Not in your head. Not “she probably already knows.” Actually say it. Send the text. Make the call. Write it in a card. Be specific. “Remember when you told me I was stronger than I thought? That changed something in me.” Words like that don’t just land — they plant something that keeps growing.

2. Widen your circle of gratitude.

Today doesn’t have to be only about the woman who gave you life. Think about every woman who helped you live it. The friend, the teacher, the sister, the coach, the stranger who showed unexpected kindness at exactly the right moment. Let yourself feel the fullness of all the mothering you’ve received.

3. If today is painful, give yourself permission to feel it.

You don’t have to perform happiness. You don’t have to pretend this day is easy. Allow the feelings. Acknowledge them. Light a candle. Sit quietly. Write a letter to someone who’s no longer here. Or do absolutely nothing and let that be enough.

4. Do one thing today that’s just for you.

Not for your kids. Not for your parent. Not for the person you’re caring for. For you. A walk. A bath. Ten minutes of silence. A meal you actually enjoy eating instead of inhaling between tasks. Claim something today that refills your cup, even a little.

5. Reach out if you’re feeling alone.

Mother’s Day can be one of the loneliest days of the year for people carrying complicated grief, caregiving exhaustion, or family estrangement. If that’s you, please don’t sit in it alone. Call a friend. Reach out to a community. Talk to someone who gets it. You don’t have to explain the whole story. Sometimes just hearing another voice is enough.

To the Men Reading This

I want to include you too, because Mother’s Day isn’t just for women to celebrate.

You’ve been shaped by the women in your life — your mother, your partner, your sister, your grandmother, a mentor, a friend. Their love, their strength, their belief in you is woven into who you are.

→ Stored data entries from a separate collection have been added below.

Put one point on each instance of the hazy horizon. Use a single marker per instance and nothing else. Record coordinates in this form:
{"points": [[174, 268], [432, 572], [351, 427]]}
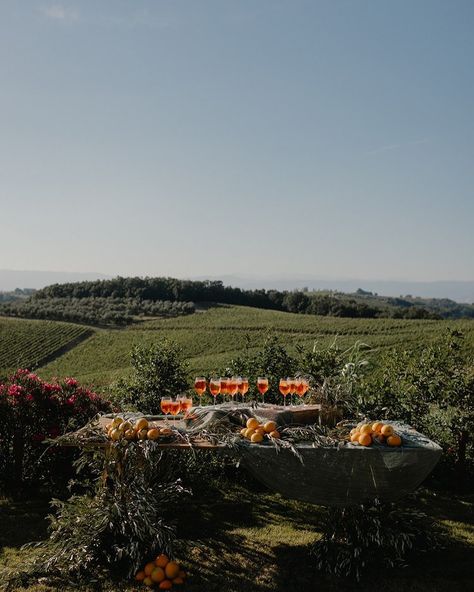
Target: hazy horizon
{"points": [[324, 139]]}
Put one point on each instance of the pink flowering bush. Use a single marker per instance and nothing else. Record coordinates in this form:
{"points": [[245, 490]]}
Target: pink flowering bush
{"points": [[32, 410]]}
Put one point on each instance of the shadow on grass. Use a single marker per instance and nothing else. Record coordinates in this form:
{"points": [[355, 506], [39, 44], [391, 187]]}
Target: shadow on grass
{"points": [[22, 522]]}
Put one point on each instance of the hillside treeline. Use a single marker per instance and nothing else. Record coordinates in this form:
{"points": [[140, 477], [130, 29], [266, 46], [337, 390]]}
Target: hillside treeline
{"points": [[175, 290], [95, 310]]}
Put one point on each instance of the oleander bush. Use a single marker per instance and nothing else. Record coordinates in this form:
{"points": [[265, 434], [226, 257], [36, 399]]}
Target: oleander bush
{"points": [[32, 411]]}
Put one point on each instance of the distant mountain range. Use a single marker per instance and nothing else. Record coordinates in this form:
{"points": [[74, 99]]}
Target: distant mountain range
{"points": [[459, 291]]}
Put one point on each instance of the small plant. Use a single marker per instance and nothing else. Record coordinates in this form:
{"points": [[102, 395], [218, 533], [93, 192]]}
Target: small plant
{"points": [[360, 537], [158, 370]]}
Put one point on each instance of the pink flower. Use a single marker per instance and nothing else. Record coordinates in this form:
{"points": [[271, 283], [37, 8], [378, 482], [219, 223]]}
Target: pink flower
{"points": [[15, 390]]}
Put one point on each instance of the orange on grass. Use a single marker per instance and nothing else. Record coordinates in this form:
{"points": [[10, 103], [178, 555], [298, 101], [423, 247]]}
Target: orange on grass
{"points": [[162, 560], [394, 440], [377, 426], [141, 424], [153, 434], [158, 574], [149, 567], [365, 439], [252, 423], [269, 427], [387, 430], [172, 570]]}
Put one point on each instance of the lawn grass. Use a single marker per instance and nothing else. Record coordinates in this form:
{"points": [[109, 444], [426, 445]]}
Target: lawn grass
{"points": [[240, 539]]}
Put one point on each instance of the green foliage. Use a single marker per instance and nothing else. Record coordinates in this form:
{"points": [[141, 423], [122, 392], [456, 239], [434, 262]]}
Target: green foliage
{"points": [[358, 538], [122, 520], [432, 390], [29, 344], [158, 370], [93, 310]]}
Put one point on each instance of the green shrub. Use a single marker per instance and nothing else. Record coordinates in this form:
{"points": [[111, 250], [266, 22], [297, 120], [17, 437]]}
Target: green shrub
{"points": [[158, 370]]}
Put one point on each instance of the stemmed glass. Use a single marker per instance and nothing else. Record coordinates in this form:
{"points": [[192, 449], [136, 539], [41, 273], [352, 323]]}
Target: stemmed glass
{"points": [[243, 386], [233, 387], [185, 404], [165, 406], [215, 387], [174, 407], [284, 389], [292, 383], [200, 387], [224, 387], [262, 386]]}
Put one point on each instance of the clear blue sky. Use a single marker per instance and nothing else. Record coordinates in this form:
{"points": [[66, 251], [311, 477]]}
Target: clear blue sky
{"points": [[286, 138]]}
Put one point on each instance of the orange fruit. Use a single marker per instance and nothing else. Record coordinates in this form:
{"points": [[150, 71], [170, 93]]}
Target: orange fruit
{"points": [[140, 576], [162, 560], [149, 567], [270, 426], [386, 430], [158, 575], [365, 439], [252, 423], [394, 440], [377, 426], [172, 570], [153, 434], [141, 424]]}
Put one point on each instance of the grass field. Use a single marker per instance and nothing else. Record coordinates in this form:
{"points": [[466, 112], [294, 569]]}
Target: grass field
{"points": [[210, 339], [249, 540], [32, 343]]}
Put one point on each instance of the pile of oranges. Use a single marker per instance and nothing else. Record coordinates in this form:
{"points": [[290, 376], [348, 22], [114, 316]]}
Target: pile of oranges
{"points": [[366, 434], [256, 431], [162, 573], [121, 429]]}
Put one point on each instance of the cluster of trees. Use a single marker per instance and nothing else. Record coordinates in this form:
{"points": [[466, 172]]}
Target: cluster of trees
{"points": [[95, 311], [341, 305]]}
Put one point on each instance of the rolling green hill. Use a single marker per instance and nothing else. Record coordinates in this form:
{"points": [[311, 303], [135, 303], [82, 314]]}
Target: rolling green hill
{"points": [[33, 343], [211, 338]]}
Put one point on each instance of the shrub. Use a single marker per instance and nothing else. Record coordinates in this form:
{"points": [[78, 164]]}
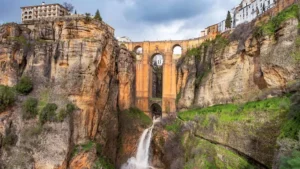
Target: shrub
{"points": [[174, 126], [48, 113], [291, 162], [87, 18], [291, 127], [62, 114], [7, 97], [29, 108], [70, 108], [137, 114], [25, 85], [34, 130], [102, 163], [10, 139], [272, 25]]}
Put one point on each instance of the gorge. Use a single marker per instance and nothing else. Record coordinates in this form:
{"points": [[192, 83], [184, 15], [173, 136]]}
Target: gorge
{"points": [[73, 98]]}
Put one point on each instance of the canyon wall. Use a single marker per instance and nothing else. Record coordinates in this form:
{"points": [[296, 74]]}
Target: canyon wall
{"points": [[245, 69], [69, 61]]}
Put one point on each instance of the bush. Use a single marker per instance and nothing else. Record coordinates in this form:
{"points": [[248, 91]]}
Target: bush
{"points": [[62, 114], [272, 25], [25, 86], [29, 108], [48, 113], [70, 108], [291, 162], [291, 127], [10, 140], [7, 97]]}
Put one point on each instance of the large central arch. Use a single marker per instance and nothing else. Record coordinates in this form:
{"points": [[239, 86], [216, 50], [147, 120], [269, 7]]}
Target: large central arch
{"points": [[156, 76], [147, 80]]}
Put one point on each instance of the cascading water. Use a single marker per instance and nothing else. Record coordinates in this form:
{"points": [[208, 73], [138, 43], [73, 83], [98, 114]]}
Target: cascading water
{"points": [[141, 160]]}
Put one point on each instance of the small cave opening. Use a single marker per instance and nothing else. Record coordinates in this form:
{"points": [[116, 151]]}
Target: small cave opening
{"points": [[157, 76], [156, 110]]}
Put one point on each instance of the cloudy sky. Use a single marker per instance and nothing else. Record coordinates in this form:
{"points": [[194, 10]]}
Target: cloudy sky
{"points": [[141, 19]]}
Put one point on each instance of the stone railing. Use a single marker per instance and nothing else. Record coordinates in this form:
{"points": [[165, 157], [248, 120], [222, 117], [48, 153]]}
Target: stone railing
{"points": [[72, 17]]}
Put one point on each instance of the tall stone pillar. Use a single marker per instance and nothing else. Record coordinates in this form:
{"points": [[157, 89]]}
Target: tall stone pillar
{"points": [[169, 85], [142, 82]]}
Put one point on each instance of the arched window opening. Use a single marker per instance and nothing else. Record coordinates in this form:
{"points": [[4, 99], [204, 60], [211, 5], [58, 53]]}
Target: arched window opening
{"points": [[138, 50], [156, 110], [157, 75], [177, 50]]}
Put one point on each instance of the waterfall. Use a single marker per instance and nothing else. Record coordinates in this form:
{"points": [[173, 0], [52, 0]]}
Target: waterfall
{"points": [[141, 160]]}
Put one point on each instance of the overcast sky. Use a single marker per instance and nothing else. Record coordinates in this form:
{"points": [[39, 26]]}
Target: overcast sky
{"points": [[141, 19]]}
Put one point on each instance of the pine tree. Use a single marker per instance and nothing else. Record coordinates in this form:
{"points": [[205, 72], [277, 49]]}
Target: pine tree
{"points": [[98, 16], [228, 20]]}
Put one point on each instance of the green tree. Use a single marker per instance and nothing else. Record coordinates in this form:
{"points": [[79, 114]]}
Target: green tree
{"points": [[98, 16], [228, 20]]}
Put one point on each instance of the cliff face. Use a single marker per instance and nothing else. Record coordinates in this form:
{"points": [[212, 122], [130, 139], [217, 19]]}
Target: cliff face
{"points": [[244, 69], [70, 60]]}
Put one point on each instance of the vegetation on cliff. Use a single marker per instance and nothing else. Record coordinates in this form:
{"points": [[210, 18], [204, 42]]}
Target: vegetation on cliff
{"points": [[232, 112], [25, 85], [270, 27], [7, 97]]}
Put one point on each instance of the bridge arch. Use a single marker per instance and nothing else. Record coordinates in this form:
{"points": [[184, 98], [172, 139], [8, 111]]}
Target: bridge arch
{"points": [[156, 110], [138, 49], [177, 49], [156, 76]]}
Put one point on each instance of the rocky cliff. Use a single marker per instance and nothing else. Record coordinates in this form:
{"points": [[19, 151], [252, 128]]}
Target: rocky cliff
{"points": [[240, 68], [226, 89], [74, 61]]}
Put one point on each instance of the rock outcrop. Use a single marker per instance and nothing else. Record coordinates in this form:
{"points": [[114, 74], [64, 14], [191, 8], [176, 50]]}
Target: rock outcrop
{"points": [[240, 71], [69, 60]]}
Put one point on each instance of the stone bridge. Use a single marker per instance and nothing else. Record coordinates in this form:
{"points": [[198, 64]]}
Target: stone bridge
{"points": [[145, 51]]}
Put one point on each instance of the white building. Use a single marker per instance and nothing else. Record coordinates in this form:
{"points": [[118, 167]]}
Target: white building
{"points": [[43, 11], [250, 9], [123, 39], [221, 26]]}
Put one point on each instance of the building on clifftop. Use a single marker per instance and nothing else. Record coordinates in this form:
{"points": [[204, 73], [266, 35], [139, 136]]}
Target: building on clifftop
{"points": [[30, 13]]}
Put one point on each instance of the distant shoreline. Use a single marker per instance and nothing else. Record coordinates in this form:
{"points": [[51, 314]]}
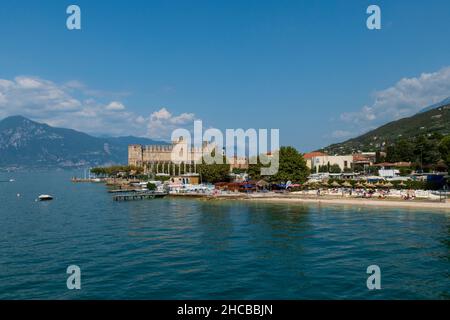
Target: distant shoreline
{"points": [[412, 204], [282, 199]]}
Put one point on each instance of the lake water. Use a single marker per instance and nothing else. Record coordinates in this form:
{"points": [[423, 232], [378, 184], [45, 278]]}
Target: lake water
{"points": [[195, 249]]}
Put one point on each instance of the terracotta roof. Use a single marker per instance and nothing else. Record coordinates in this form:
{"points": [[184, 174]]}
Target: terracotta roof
{"points": [[311, 155], [396, 164]]}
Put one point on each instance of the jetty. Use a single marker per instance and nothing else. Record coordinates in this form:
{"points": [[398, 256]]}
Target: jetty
{"points": [[129, 196]]}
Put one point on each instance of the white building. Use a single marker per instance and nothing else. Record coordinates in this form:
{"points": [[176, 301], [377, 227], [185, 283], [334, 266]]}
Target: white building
{"points": [[315, 160]]}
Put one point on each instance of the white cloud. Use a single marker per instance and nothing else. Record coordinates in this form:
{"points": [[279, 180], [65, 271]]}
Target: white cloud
{"points": [[405, 98], [70, 105], [115, 106]]}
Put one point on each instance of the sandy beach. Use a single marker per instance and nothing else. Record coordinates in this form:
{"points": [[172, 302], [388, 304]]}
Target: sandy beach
{"points": [[417, 204]]}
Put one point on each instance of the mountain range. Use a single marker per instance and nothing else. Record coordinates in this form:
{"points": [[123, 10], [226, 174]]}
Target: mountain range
{"points": [[26, 143], [433, 119]]}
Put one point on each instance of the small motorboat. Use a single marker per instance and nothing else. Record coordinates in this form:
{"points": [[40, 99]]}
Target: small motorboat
{"points": [[45, 197]]}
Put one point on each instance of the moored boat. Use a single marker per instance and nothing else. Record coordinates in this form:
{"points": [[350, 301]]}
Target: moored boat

Take a moment today and tell one of them. Don’t assume she knows. Don’t wait for the “right” time. Tell her what she means to you — specifically, honestly, without holding back.

I can promise you this: no matter how strong she seems, she needs to hear it. And your words might arrive at exactly the moment she’s wondering if any of it matters.

It does. It all does.

A Mother’s Day Truth I Keep Coming Back To

“Mother” was never just a biological fact.

It’s a woman who tucks a blanket around you when you didn’t ask. A voice on the phone that can calm your whole nervous system in thirty seconds. Hands that have held yours through things neither of you knew how to get through. A person who loves you not because she has to, but because she chose to — again and again and again.

It’s also you. The woman reading this right now who gives so much of herself every single day. The caregiver. The friend. The mentor. The one who wonders sometimes if anyone notices.

I notice. And today, I want to celebrate every one of you.

Allow the love in. Acknowledge what you’ve given. Adjust the expectations you carry. Adapt to this day in whatever way feels true.

You are seen. You are valued. You matter.

Please don’t give up hope. And please don’t forget — you need you too.

Happy Mother’s Day, sweet friend. To every version of it that exists in your life.